The greatest unfairness of all has been the differential distribution of lists of Party members to aspiring candidates. During the 1990s no hopeful was supposed to have full lists of members because of data protection laws. In practice anyone who was an officer of the Constituency Party or a friend of theirs could obtain a list- as could candidates being favoured by the Party leadership. During the Bolton North East selection (1996) a member of Party staff, referring to the list distribution system, said to the author that there was no way that the selection could be absolutely fair. During the same period a Blairite MP advised the writer that she was obviously being blocked so why continue to seek a candidature? After 2000 lists were distributed to all applicants but only at the eleventh hour before the hustings and when many postal votes had already been cast. This was the upshot of complaints about certain candidates having lists, which were denied to the rest, during London Mayoral selections.
Later lists became more widely available but still only to leadership favoured candidates and sometimes to those being promoted by trades unions.

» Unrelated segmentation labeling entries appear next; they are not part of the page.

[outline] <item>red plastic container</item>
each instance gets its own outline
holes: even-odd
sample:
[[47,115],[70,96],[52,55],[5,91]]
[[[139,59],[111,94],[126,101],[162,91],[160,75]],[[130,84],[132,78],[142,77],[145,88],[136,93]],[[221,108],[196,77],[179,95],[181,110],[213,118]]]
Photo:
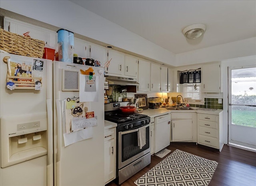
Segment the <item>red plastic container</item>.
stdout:
[[50,48],[44,47],[44,49],[43,58],[54,61],[55,54],[55,49]]

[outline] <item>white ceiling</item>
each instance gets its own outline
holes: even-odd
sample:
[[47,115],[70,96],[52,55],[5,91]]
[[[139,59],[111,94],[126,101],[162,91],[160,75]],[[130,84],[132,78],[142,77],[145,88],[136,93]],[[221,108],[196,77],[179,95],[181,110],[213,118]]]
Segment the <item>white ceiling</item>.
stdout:
[[[255,0],[71,0],[175,54],[256,37]],[[202,37],[182,30],[206,25]]]

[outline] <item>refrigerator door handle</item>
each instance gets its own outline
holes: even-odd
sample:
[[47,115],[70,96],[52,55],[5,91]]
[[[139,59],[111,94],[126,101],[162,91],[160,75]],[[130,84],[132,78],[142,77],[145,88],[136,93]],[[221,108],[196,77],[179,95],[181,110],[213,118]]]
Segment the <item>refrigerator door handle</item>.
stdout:
[[52,136],[52,109],[51,99],[46,99],[47,111],[47,132],[48,144],[47,150],[47,186],[53,185],[53,172],[52,166],[53,136]]
[[60,155],[62,146],[61,109],[60,99],[56,99],[57,114],[57,155],[56,160],[56,184],[60,185]]

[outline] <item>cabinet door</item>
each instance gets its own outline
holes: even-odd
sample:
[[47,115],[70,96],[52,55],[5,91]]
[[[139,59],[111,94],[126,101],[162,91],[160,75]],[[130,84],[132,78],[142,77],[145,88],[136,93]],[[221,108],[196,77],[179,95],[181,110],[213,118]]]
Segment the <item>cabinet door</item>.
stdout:
[[220,64],[205,64],[202,68],[202,92],[220,92],[221,73]]
[[172,70],[168,68],[168,91],[172,92]]
[[169,123],[170,121],[166,121],[155,124],[155,153],[170,145],[171,125]]
[[105,142],[104,163],[105,165],[105,182],[115,177],[115,156],[116,156],[115,140]]
[[150,74],[150,90],[160,91],[161,81],[160,66],[154,63],[151,63]]
[[106,72],[109,74],[123,75],[124,68],[124,54],[113,50],[109,50],[108,56],[108,61],[111,58],[112,59],[106,69]]
[[82,58],[88,57],[88,44],[79,39],[74,39],[74,53]]
[[167,68],[161,67],[161,87],[160,90],[162,92],[168,91],[168,70]]
[[104,66],[107,61],[106,50],[105,48],[90,44],[89,52],[90,58],[99,61],[101,63],[101,66]]
[[192,120],[172,121],[172,136],[173,142],[193,140]]
[[[23,34],[29,32],[29,35],[33,39],[36,39],[46,42],[46,32],[44,30],[37,28],[32,27],[28,25],[22,25],[17,24],[16,25],[16,32],[15,33],[23,35]],[[50,44],[48,43],[50,45]]]
[[150,63],[143,60],[139,61],[138,86],[139,91],[149,91],[150,84]]
[[125,56],[124,75],[133,77],[138,75],[138,60],[133,57]]
[[151,155],[153,154],[154,152],[154,142],[155,138],[155,126],[152,125],[150,127],[150,152]]

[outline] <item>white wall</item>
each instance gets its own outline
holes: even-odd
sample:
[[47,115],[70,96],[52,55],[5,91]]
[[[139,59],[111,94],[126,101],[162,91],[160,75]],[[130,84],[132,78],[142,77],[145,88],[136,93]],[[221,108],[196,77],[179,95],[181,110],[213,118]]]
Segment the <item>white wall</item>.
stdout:
[[69,1],[1,0],[0,7],[139,55],[175,64],[175,54]]
[[228,143],[228,67],[239,66],[242,65],[256,66],[256,56],[251,56],[224,60],[222,62],[222,92],[223,92],[223,137],[224,143]]
[[175,66],[205,63],[256,55],[256,37],[176,55]]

Ann Black, a Centre-Left Grass Roots Alliance supported member of Labour’s National Executive (NEC), has called for all hopefuls to be given a list early in each selection process. So far her recommendation has not been agreed by the NEC. The importance of having this list is that it enables candidates to contact Party members and seek their support directly. When so many votes are cast without a direct interview of candidates the facility for them to contact the selectorate in other ways is vital.
The Labour Party was founded, among other reasons, to help working people to get into Parliament. As the Erith and Thamesmead case shows money now talks. Favoured candidates with plenty of cash can buy, and distribute, expensive publicity and use costly PR agencies to canvass for them. Most people cannot afford such luxuries. This situation is highly questionable in a party whose MPs should mirror the general population. This problem was lamented by Meg Russell in her interesting book Building New Labour (2005).

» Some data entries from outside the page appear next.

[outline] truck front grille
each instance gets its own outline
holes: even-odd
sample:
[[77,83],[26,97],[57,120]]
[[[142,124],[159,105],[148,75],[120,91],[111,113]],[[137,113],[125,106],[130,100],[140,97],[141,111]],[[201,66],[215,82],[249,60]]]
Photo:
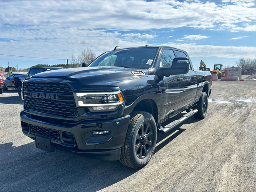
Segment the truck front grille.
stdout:
[[71,88],[64,83],[27,82],[24,83],[23,89],[27,91],[73,95]]
[[23,90],[26,110],[68,117],[78,115],[73,91],[67,84],[24,82]]

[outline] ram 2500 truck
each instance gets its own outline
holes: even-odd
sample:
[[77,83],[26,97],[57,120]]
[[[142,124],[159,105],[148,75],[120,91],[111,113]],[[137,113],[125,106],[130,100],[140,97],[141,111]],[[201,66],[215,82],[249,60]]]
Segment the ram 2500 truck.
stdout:
[[[17,75],[14,77],[14,88],[18,91],[18,94],[20,97],[21,96],[21,88],[22,86],[22,81],[26,78],[32,76],[35,74],[42,73],[42,72],[48,71],[52,70],[60,69],[65,69],[63,67],[30,67],[28,70],[26,76]],[[19,74],[20,75],[20,74]]]
[[[192,116],[205,118],[211,84],[210,71],[195,71],[185,51],[116,47],[88,67],[26,78],[22,131],[43,150],[119,160],[139,168],[151,158],[158,133],[167,133]],[[162,126],[185,111],[181,118]]]

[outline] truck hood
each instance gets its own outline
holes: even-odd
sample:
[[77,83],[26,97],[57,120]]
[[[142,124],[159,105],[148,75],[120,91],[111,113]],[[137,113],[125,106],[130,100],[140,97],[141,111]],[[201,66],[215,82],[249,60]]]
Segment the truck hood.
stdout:
[[55,70],[38,73],[34,78],[63,78],[75,81],[84,87],[114,86],[116,83],[148,75],[146,69],[120,67],[78,67]]

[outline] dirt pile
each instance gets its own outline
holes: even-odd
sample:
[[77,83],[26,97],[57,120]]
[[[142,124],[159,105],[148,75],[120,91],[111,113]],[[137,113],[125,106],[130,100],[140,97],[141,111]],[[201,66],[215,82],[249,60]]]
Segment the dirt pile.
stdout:
[[253,74],[247,77],[244,78],[245,79],[256,79],[256,73]]
[[243,69],[242,69],[242,75],[250,75],[256,73],[256,69],[253,68]]

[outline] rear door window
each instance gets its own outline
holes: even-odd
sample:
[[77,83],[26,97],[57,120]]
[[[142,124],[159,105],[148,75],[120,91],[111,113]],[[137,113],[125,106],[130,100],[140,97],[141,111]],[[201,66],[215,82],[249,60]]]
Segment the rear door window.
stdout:
[[44,71],[44,69],[38,69],[38,71],[37,73],[42,73],[42,72],[44,72],[45,71]]
[[37,73],[37,68],[35,69],[31,69],[30,71],[29,72],[29,74],[28,74],[28,77],[30,77],[30,76],[34,75],[34,74],[36,74]]

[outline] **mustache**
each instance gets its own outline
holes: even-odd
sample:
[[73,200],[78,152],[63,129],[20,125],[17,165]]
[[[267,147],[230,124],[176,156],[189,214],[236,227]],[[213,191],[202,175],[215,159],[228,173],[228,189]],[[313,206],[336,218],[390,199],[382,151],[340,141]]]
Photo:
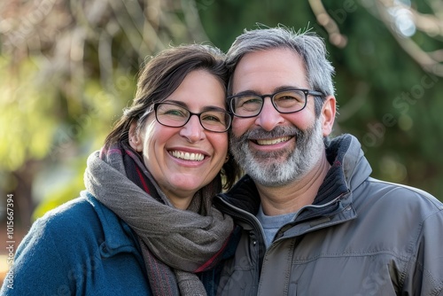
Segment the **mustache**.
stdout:
[[261,128],[246,131],[238,140],[264,140],[269,138],[282,137],[282,136],[295,136],[295,138],[303,137],[305,131],[296,127],[276,127],[272,130],[265,130]]

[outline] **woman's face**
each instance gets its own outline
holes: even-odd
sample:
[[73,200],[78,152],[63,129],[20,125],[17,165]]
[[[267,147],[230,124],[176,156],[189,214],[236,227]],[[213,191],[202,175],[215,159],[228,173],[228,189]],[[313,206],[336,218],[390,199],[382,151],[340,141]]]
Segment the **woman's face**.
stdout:
[[[183,105],[194,113],[208,107],[225,108],[225,90],[220,81],[204,70],[190,72],[164,103]],[[161,190],[177,207],[188,207],[194,193],[220,172],[228,154],[228,133],[203,129],[191,115],[181,128],[159,123],[154,113],[138,135],[131,129],[129,144],[143,153],[144,164]]]

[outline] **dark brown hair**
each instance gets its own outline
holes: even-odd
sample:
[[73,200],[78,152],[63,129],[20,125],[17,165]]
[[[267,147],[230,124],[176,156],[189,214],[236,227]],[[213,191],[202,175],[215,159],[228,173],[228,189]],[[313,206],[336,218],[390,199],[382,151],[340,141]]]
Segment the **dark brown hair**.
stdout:
[[[195,70],[205,70],[214,75],[226,90],[228,71],[224,54],[217,48],[204,44],[181,45],[164,50],[152,58],[140,72],[132,105],[124,110],[105,138],[105,147],[108,149],[119,142],[128,143],[131,124],[136,121],[137,129],[142,129],[153,105],[169,97],[186,75]],[[229,110],[228,106],[226,108]],[[240,175],[234,158],[229,156],[221,172],[225,190],[229,189]]]

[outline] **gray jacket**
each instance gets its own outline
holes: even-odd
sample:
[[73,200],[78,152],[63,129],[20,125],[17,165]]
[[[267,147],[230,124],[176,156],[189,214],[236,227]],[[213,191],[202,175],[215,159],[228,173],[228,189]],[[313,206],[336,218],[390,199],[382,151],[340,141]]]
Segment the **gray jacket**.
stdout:
[[214,204],[232,215],[239,243],[222,295],[443,295],[443,205],[430,194],[369,177],[350,135],[327,147],[332,167],[313,205],[266,250],[249,176]]

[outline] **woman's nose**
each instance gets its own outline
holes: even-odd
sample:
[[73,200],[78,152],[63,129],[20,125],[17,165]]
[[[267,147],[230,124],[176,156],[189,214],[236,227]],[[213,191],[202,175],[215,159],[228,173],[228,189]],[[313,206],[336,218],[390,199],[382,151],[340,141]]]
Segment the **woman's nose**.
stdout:
[[205,137],[205,131],[198,115],[190,115],[189,121],[182,127],[180,136],[186,137],[190,143],[199,141]]

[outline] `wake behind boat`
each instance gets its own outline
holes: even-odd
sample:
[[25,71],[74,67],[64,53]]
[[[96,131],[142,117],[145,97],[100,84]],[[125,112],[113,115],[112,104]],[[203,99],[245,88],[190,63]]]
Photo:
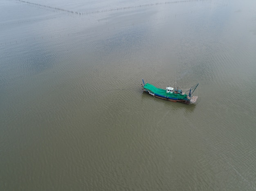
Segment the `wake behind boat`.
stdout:
[[[199,83],[191,87],[190,89],[185,90],[185,92],[176,86],[176,83],[174,87],[171,87],[168,86],[166,89],[159,88],[150,83],[144,82],[142,79],[143,84],[141,83],[143,91],[154,97],[158,97],[162,99],[166,99],[171,101],[184,103],[188,104],[194,103],[196,101],[198,96],[193,95],[194,91],[198,86]],[[189,94],[186,93],[189,92]]]

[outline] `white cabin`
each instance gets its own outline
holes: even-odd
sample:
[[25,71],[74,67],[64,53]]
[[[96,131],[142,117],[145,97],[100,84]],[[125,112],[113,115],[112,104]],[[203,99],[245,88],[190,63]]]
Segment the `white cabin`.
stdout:
[[171,93],[172,94],[173,93],[173,88],[171,88],[171,87],[167,87],[166,88],[166,92]]

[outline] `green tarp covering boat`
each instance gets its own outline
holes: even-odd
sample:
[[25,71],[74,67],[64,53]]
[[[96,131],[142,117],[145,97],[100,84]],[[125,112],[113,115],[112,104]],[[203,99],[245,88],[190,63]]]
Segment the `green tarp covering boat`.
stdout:
[[[196,101],[197,96],[193,94],[198,83],[186,90],[185,92],[178,88],[176,85],[173,88],[167,86],[165,89],[157,88],[148,83],[146,84],[142,79],[143,84],[141,84],[143,91],[155,97],[174,102],[179,101],[187,104],[194,103]],[[188,92],[188,95],[186,94]]]

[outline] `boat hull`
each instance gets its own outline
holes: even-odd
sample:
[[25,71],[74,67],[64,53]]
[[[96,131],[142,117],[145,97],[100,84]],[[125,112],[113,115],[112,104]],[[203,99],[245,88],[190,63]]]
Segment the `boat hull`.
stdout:
[[175,98],[173,98],[171,97],[166,97],[166,96],[163,96],[162,95],[159,95],[157,94],[155,94],[153,92],[148,91],[147,90],[146,90],[143,88],[143,91],[148,93],[148,94],[153,96],[154,97],[157,97],[158,98],[161,98],[161,99],[165,99],[166,100],[172,101],[173,102],[181,102],[187,104],[189,104],[191,103],[189,100],[184,100],[184,99],[179,99]]

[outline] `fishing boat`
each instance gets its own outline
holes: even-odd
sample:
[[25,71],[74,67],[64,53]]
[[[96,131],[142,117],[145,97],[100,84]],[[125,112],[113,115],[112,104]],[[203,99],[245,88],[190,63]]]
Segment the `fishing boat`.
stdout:
[[[143,91],[154,97],[174,102],[178,101],[187,104],[194,103],[198,98],[198,96],[194,96],[193,93],[198,86],[199,83],[192,86],[189,89],[182,90],[178,88],[176,82],[173,87],[168,86],[165,89],[157,88],[148,83],[145,84],[143,79],[142,82],[143,84],[141,83],[141,84]],[[188,94],[186,94],[187,93],[188,93]]]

The final coup de grace, which eliminates candidates who are not cronies of the Party leadership, is the taking over of the whole process by the NEC Organisation Committee or, as at Erith and Thamesmead, by the Regional Labour Party. Since the Greenwich by-election debacle in the late 1980s the NEC Organisation Committee has drawn up the shortlist for by election candidates. This process is supposed to check on candidate competence but, as the partner of a cabinet minister once confided in me, this is also used to exclude all to the left of the Party leadership. At the last Rotherham candidate selection the writer was told (correctly) by the late Hedley Salt who would be on the NEC shortlist- before we had even been interviewed! Increasingly the running of other selections has been taken over by the hierarchy -particularly as General elections approach. The result is that the Parliamentary Labour Party is stuffed with apparatchiks and cronies –but there are a minority of able and honourable exceptions.

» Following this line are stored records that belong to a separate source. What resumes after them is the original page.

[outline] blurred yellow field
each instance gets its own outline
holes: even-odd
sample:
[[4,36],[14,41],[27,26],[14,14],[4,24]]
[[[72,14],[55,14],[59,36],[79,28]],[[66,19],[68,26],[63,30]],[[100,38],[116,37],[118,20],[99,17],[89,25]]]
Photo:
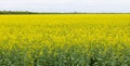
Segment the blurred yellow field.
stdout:
[[0,15],[0,66],[130,66],[130,14]]

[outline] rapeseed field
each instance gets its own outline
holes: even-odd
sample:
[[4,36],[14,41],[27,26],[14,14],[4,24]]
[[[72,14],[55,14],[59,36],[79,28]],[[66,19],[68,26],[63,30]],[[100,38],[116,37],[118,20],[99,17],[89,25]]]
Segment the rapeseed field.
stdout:
[[0,15],[0,66],[130,66],[130,14]]

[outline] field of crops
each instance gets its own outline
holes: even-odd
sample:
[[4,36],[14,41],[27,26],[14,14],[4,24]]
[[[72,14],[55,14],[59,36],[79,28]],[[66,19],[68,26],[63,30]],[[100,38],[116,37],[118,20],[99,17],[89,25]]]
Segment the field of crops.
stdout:
[[130,14],[0,15],[0,66],[130,66]]

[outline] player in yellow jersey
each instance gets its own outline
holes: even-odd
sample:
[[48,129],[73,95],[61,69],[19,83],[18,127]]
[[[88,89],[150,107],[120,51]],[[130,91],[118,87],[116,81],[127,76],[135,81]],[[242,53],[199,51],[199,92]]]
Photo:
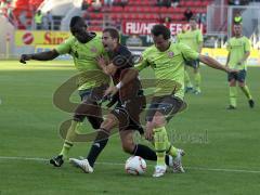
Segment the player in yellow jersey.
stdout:
[[[196,52],[200,53],[203,49],[203,34],[202,30],[197,28],[197,22],[195,17],[190,20],[190,30],[185,30],[177,36],[177,41],[188,46],[191,49],[195,50]],[[187,70],[185,70],[185,91],[193,91],[195,94],[202,93],[200,82],[202,76],[199,73],[199,62],[198,61],[191,61],[186,60],[185,64],[187,66],[193,67],[194,72],[194,89],[191,82],[190,76]]]
[[[50,164],[55,167],[61,167],[64,159],[68,157],[68,152],[77,138],[76,130],[82,125],[86,117],[93,129],[100,128],[103,118],[99,102],[109,83],[109,77],[96,64],[96,57],[105,53],[101,38],[96,34],[88,31],[88,26],[82,17],[73,17],[69,27],[73,36],[55,49],[41,53],[23,54],[20,60],[21,63],[26,63],[29,60],[51,61],[58,55],[70,54],[75,67],[80,73],[78,91],[81,104],[75,110],[60,155],[50,160]],[[104,145],[107,140],[108,138],[103,140]]]
[[166,172],[166,153],[173,157],[176,170],[184,171],[181,164],[183,151],[171,145],[165,128],[173,115],[184,109],[186,105],[183,100],[184,61],[200,61],[212,68],[226,73],[233,73],[233,70],[209,56],[200,55],[186,44],[171,42],[171,32],[164,25],[155,25],[152,28],[152,37],[154,46],[143,52],[135,68],[142,70],[151,67],[155,73],[156,90],[146,114],[145,138],[154,141],[157,155],[153,177],[161,177]]
[[250,94],[249,88],[246,84],[246,73],[247,65],[246,61],[250,55],[250,44],[248,38],[243,36],[242,34],[242,24],[234,25],[234,37],[227,40],[226,49],[229,51],[226,67],[237,69],[238,73],[229,74],[229,82],[230,82],[230,105],[227,109],[236,108],[236,98],[237,98],[237,89],[236,82],[240,87],[242,91],[245,93],[248,99],[249,106],[252,108],[255,106],[255,102]]

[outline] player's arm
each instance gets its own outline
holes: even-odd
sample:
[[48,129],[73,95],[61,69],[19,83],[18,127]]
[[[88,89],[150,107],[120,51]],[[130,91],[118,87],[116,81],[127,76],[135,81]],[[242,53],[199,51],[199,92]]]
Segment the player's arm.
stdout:
[[206,55],[200,55],[198,56],[199,62],[206,64],[207,66],[214,68],[214,69],[220,69],[226,73],[231,73],[233,72],[232,69],[230,69],[226,66],[223,66],[222,64],[220,64],[218,61],[216,61],[214,58],[210,57],[210,56],[206,56]]
[[104,55],[96,57],[96,64],[104,72],[104,74],[109,75],[109,76],[112,75],[112,73],[109,73],[109,69],[107,69],[108,63],[105,60]]
[[60,54],[57,51],[51,50],[47,52],[40,52],[40,53],[32,53],[32,54],[22,54],[20,62],[23,64],[26,64],[26,61],[36,60],[36,61],[51,61],[53,58],[56,58]]
[[199,34],[198,34],[198,53],[202,53],[202,50],[203,50],[203,43],[204,43],[204,38],[203,38],[203,34],[202,31],[199,30]]
[[237,64],[238,65],[244,64],[245,61],[249,57],[249,55],[250,55],[250,51],[247,51]]

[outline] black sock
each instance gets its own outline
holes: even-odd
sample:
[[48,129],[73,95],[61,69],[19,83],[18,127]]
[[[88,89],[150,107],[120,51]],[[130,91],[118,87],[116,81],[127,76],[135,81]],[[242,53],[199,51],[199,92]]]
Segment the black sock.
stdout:
[[[146,160],[153,160],[153,161],[156,161],[157,160],[157,156],[156,156],[156,153],[145,146],[145,145],[142,145],[142,144],[136,144],[133,152],[132,152],[132,155],[134,156],[141,156],[142,158],[146,159]],[[166,155],[166,165],[169,165],[169,156]]]
[[94,162],[99,157],[100,153],[106,146],[108,138],[109,133],[105,129],[100,129],[100,132],[98,133],[95,141],[93,142],[89,155],[87,157],[91,167],[94,167]]

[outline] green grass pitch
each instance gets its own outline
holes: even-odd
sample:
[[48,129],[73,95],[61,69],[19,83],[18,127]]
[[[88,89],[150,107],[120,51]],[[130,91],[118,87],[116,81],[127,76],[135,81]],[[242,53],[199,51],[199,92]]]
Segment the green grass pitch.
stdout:
[[[226,75],[202,67],[203,94],[187,94],[188,109],[167,126],[170,138],[186,152],[186,173],[152,178],[154,162],[141,177],[125,173],[129,157],[114,135],[95,172],[84,174],[65,162],[48,164],[63,140],[58,126],[70,114],[57,109],[52,95],[77,72],[69,62],[0,62],[0,194],[259,194],[259,68],[248,69],[256,100],[250,109],[238,93],[238,109],[226,110]],[[142,73],[148,77],[150,72]],[[77,99],[75,93],[73,99]],[[70,156],[86,156],[90,143],[76,144]]]

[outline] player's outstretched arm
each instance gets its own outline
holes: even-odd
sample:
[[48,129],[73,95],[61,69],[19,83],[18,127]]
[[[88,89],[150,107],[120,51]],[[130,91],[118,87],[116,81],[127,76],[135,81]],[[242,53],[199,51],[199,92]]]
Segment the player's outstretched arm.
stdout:
[[230,69],[226,66],[223,66],[222,64],[220,64],[218,61],[216,61],[214,58],[210,57],[210,56],[206,56],[206,55],[199,55],[199,62],[206,64],[209,67],[212,67],[214,69],[220,69],[226,73],[233,73],[236,70]]
[[36,61],[51,61],[56,58],[60,54],[56,50],[51,50],[47,52],[32,53],[32,54],[22,54],[20,62],[26,64],[26,61],[36,60]]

Parliamentary selection procedures must now be cleaned up and developed into a system that is transparent and fair if the Labour Party is to retain any credibility for its MPs and to achieve real democracy for its grass roots members.
Gaye Johnston is Chair of the Campaign for Labour Party Democracy and Vice Chair of Save the Labour Party. She was parliamentary candidate in the Tory marginal seats of Langbaurgh (Cleveland) in 1983 and Swindon in 1987. She is standing for the Labour Party Conference Arrangements Committee in 2009.